Ed and David Miliband pay tribute to mother as ‘a force field of life and love’

Marion Kozak, Holocaust survivor, left-wing campaigner and mother of Ed and David Miliband, has died aged 91.

Her sons announced her death Saturday, paying tribute to the “much-loved mother, grandmother and sister” and the “force field of life and love.” They noted that his life followed a “remarkable course.”

“He lived an extraordinary life with a spirit of extreme kindness, warmth and generosity,” they said. “We will miss him greatly, but we will always carry his spirit and values ​​with us.”
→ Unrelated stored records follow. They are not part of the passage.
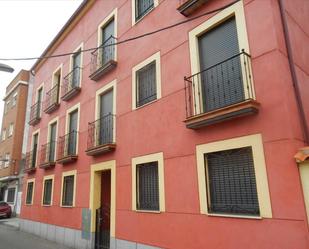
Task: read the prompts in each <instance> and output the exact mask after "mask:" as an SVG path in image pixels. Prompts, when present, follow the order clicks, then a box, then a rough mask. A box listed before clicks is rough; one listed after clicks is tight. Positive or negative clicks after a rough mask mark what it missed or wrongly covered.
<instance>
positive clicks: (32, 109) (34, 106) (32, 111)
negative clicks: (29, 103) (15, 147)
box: [30, 101, 41, 122]
mask: <svg viewBox="0 0 309 249" xmlns="http://www.w3.org/2000/svg"><path fill="white" fill-rule="evenodd" d="M39 118H41V101H38V102H36V103H35V104H34V105H33V106H31V108H30V122H31V121H33V120H36V119H39Z"/></svg>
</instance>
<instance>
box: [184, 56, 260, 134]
mask: <svg viewBox="0 0 309 249" xmlns="http://www.w3.org/2000/svg"><path fill="white" fill-rule="evenodd" d="M185 98H186V120H185V121H184V122H185V124H186V126H187V128H190V129H199V128H201V127H203V126H208V125H212V124H215V123H219V122H223V121H225V120H230V119H234V118H238V117H242V116H247V115H252V114H256V113H257V112H258V111H259V106H260V104H259V103H258V102H257V101H256V100H255V97H254V89H253V83H252V73H251V60H250V55H249V54H247V53H245V52H242V53H240V54H237V55H235V56H232V57H230V58H228V59H226V60H224V61H222V62H220V63H218V64H215V65H213V66H211V67H209V68H207V69H205V70H203V71H201V72H199V73H197V74H194V75H192V76H190V77H185Z"/></svg>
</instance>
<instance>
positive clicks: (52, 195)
mask: <svg viewBox="0 0 309 249" xmlns="http://www.w3.org/2000/svg"><path fill="white" fill-rule="evenodd" d="M54 179H55V175H48V176H44V178H43V188H42V200H41V205H42V206H44V207H49V206H52V205H53V196H54V182H55V181H54ZM46 180H52V190H51V191H52V192H51V197H50V205H45V204H43V201H44V191H45V181H46Z"/></svg>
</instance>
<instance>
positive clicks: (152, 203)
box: [136, 162, 160, 211]
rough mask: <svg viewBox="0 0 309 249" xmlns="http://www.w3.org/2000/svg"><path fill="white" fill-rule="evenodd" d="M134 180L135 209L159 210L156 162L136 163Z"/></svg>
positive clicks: (140, 209) (158, 199) (158, 182)
mask: <svg viewBox="0 0 309 249" xmlns="http://www.w3.org/2000/svg"><path fill="white" fill-rule="evenodd" d="M136 181H137V182H136V186H137V189H136V192H137V193H136V196H137V198H136V200H137V205H136V206H137V209H138V210H152V211H159V210H160V205H159V175H158V162H150V163H143V164H138V165H136Z"/></svg>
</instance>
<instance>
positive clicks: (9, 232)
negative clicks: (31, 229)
mask: <svg viewBox="0 0 309 249" xmlns="http://www.w3.org/2000/svg"><path fill="white" fill-rule="evenodd" d="M0 249H69V248H68V247H64V246H62V245H59V244H55V243H53V242H51V241H48V240H44V239H41V238H39V237H36V236H34V235H32V234H28V233H24V232H21V231H19V230H18V229H17V228H14V227H11V226H7V225H4V224H1V222H0Z"/></svg>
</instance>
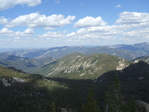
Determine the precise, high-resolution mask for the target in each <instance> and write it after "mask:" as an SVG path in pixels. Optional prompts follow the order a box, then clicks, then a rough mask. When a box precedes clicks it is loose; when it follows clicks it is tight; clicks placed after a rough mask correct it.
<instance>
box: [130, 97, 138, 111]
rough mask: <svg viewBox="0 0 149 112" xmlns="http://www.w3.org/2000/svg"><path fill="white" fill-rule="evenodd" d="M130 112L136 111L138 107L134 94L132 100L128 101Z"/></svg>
mask: <svg viewBox="0 0 149 112" xmlns="http://www.w3.org/2000/svg"><path fill="white" fill-rule="evenodd" d="M128 107H129V108H128V109H129V110H128V112H136V111H137V108H136V103H135V98H134V96H132V98H131V100H130V101H129V103H128Z"/></svg>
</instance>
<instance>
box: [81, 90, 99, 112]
mask: <svg viewBox="0 0 149 112" xmlns="http://www.w3.org/2000/svg"><path fill="white" fill-rule="evenodd" d="M82 111H83V112H99V108H98V104H97V101H96V100H95V99H94V93H93V90H92V89H91V88H90V89H89V92H88V95H87V102H86V104H83V106H82Z"/></svg>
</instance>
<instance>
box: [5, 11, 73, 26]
mask: <svg viewBox="0 0 149 112" xmlns="http://www.w3.org/2000/svg"><path fill="white" fill-rule="evenodd" d="M74 19H75V16H67V17H66V18H65V17H64V15H61V14H60V15H57V14H55V15H51V16H46V15H41V14H39V13H30V14H28V15H21V16H19V17H17V18H15V19H14V20H12V21H10V23H9V24H7V25H6V27H14V26H28V27H30V28H46V27H50V28H55V27H60V26H64V25H67V24H71V21H73V20H74Z"/></svg>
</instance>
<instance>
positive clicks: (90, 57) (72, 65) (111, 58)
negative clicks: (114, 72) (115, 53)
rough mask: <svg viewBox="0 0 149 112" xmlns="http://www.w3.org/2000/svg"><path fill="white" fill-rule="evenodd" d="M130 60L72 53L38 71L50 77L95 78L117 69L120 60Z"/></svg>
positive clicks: (120, 61) (39, 72) (124, 61)
mask: <svg viewBox="0 0 149 112" xmlns="http://www.w3.org/2000/svg"><path fill="white" fill-rule="evenodd" d="M122 61H124V63H125V64H126V65H129V63H130V62H129V61H127V60H123V59H122V58H119V57H115V56H112V55H108V54H93V55H83V54H80V53H72V54H70V55H67V56H65V57H63V58H61V59H58V60H56V61H54V62H52V63H50V64H48V65H46V66H44V67H42V68H41V69H39V71H37V73H39V74H42V75H46V76H48V77H65V78H70V79H95V78H97V77H99V76H100V75H101V74H103V73H105V72H108V71H112V70H116V68H117V66H119V62H122Z"/></svg>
She was born Dobra Jenta Kozak in Poland in 1934. She escaped from the Czestochowa Ghetto with her mother and sister during the Nazi occupation in 1942.
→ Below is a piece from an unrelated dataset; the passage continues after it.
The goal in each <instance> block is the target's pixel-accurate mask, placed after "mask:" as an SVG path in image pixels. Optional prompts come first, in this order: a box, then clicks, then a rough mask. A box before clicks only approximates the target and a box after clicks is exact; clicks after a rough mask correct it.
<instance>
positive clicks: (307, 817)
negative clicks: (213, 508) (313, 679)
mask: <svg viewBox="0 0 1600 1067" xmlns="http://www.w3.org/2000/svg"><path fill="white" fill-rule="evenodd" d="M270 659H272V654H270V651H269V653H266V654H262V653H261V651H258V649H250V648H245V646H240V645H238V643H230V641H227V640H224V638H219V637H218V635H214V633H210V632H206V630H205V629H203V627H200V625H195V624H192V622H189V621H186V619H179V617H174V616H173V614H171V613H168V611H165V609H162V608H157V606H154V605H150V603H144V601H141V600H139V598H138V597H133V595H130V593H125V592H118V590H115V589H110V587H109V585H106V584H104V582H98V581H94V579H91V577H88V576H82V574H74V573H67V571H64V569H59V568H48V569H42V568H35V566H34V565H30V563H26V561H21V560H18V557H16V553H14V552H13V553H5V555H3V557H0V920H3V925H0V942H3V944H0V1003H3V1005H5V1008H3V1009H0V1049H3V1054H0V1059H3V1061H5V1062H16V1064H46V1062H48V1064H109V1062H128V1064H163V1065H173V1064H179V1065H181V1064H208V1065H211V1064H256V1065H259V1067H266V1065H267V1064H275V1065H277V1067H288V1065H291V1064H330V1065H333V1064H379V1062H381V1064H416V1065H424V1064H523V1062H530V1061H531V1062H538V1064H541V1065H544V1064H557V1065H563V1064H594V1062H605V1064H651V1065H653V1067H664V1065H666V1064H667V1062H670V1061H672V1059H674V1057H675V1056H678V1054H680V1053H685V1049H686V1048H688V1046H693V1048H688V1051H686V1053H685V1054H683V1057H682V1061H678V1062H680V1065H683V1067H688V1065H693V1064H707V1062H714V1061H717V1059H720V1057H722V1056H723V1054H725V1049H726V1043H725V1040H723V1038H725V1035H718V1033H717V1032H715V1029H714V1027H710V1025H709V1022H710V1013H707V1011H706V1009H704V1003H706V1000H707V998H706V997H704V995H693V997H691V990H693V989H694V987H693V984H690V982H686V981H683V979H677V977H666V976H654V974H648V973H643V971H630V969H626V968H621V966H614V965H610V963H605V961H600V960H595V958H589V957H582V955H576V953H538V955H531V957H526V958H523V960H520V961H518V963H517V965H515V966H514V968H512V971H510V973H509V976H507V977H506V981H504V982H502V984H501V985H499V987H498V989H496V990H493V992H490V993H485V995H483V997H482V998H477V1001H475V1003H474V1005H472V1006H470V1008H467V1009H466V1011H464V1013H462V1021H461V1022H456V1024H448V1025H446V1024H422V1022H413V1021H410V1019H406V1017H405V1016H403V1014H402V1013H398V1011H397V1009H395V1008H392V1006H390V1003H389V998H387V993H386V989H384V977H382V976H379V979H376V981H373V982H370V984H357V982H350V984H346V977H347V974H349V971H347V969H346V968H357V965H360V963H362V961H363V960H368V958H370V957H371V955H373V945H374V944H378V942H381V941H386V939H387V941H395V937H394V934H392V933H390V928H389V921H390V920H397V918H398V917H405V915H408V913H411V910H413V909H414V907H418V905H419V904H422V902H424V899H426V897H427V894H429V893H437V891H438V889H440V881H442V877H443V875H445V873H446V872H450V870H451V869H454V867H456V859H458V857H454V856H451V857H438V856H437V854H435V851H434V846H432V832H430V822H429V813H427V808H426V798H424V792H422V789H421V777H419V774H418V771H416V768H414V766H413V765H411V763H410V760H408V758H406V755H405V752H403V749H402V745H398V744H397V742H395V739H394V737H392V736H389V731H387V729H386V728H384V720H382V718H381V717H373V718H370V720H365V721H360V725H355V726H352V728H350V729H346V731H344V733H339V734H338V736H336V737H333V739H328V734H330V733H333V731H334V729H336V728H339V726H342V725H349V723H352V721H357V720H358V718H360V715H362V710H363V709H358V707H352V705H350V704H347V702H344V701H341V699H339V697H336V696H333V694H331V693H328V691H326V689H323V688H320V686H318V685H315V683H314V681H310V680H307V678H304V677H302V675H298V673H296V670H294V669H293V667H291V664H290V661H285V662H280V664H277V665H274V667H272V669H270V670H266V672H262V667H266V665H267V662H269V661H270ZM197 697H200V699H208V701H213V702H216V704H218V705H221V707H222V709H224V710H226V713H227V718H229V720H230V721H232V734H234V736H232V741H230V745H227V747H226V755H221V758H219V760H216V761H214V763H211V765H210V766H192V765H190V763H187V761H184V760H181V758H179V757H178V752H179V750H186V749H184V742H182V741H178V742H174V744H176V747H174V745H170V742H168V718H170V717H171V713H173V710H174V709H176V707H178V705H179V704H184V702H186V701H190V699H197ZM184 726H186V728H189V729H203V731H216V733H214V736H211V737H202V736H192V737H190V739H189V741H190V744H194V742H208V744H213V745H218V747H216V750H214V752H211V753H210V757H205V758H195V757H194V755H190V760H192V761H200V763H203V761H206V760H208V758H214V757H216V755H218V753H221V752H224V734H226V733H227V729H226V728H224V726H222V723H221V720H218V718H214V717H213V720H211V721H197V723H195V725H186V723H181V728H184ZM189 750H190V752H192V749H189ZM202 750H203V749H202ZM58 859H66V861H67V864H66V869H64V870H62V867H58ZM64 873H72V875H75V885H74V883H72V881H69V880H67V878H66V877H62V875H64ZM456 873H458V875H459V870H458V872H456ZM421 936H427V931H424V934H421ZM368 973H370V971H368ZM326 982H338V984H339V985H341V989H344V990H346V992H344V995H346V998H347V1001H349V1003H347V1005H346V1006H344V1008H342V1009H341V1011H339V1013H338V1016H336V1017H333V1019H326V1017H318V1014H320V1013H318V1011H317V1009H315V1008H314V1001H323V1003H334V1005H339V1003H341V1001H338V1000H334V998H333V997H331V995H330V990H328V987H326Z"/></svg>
His life followed a 'remarkable course', the brothers said
His life followed a ‘remarkable course’, the brothers said (Alex Wong/Getty Images)

He was sheltered by nuns and then by his aunt’s neighbor in Warsaw, and survived the war thanks to what his son Ed told a 2012 Labor Party conference was the “kindness of strangers”.

David Miliband, who made an official visit to Poland in 2009 while he was foreign secretary, paid tribute to those who protected his mother, saying her mother’s life was “saved by those who risked their own lives to protect her from Nazi oppression.”

After the war, Ms Kozak settled in the UK, married left-wing academic Ralph Miliband and became a human rights campaigner and early activist in the Campaign for Nuclear Disarmament.

In his 2012 conference speech, his third as Labor leader, Ed Miliband said his mother “probably disagreed with me” but was “like most mothers too kind to say so”.

However, in the same speech he made a connection between her flight from the Nazis and his own political philosophy.

“I believe that we cannot shrug our shoulders in the face of injustice and say that’s the way the world is. And I believe that if we come together as people, we can overcome any challenge.”

“This is how my mother survived the war. The kindness of strangers. The nuns from a convent who took her in and protected her from the Nazis took in a Jewish girl, risking themselves.”